[T]he Acting Commissioner’s plan and legislative recommendations for preventing conspiracy fraud. The Subcommittee will also hear the recommendations of public and private sector experts to stop disability fraud schemes before benefits are awarded and to deter criminals from attempting to cheat the system.
Disability fraud schemes are actually almost non-existent at Social Security and not that hard to identify when they do occur but that won't stop Republicans from scheduling these hearings. You say, nonsense, I've been reading about all these fraud conspiracies at Social Security. Really? How closely did you read those stories? There have been three recent "schemes" alleged. One was in Puerto Rico. It's being prosecuted. As described by Social Security, that scheme was unsophisticated and easily identified. If the charges are true, those involved were fools, which is not surprising since most criminals are fools.
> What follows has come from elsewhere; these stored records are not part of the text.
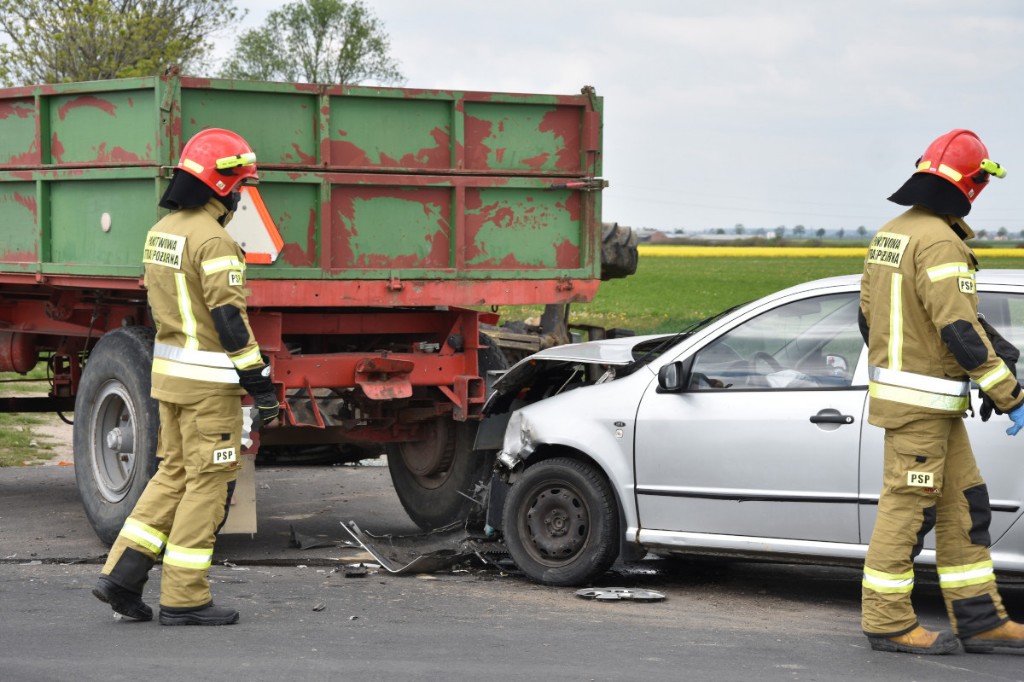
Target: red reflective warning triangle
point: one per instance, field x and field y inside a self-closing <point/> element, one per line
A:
<point x="253" y="228"/>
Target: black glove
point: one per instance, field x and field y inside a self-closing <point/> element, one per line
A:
<point x="257" y="383"/>
<point x="268" y="408"/>
<point x="1008" y="353"/>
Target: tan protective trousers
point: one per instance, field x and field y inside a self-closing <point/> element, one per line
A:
<point x="931" y="479"/>
<point x="182" y="507"/>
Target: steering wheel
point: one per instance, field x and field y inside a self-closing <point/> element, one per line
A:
<point x="762" y="356"/>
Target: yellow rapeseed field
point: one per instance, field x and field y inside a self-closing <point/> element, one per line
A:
<point x="678" y="251"/>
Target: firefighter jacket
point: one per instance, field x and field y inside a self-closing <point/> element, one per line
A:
<point x="920" y="304"/>
<point x="195" y="274"/>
A second, similar scheme is alleged in New York City but the local U.S. Attorney declined to prosecute, a fact which should cause any reasonable person to wonder just how strong the evidence is. In the third case, there have been lurid allegations of bribery and other wrongdoing in the Kentucky-West Virginia border area but no one has been charged. These is reason for concern about those allegations since the people making the allegations are suing to try to recover money. They have a financial motivation. The Department of Justice has refused to get involved in that civil lawsuit, suggesting that the charges will be difficult to prove even by a preponderance of the evidence standard, not to mention the beyond a reasonable doubt standard that applies to criminal cases.
By the way, it should now be obvious why the Acting Commissioner wanted to rush out the proposed "submit all the evidence" regulations.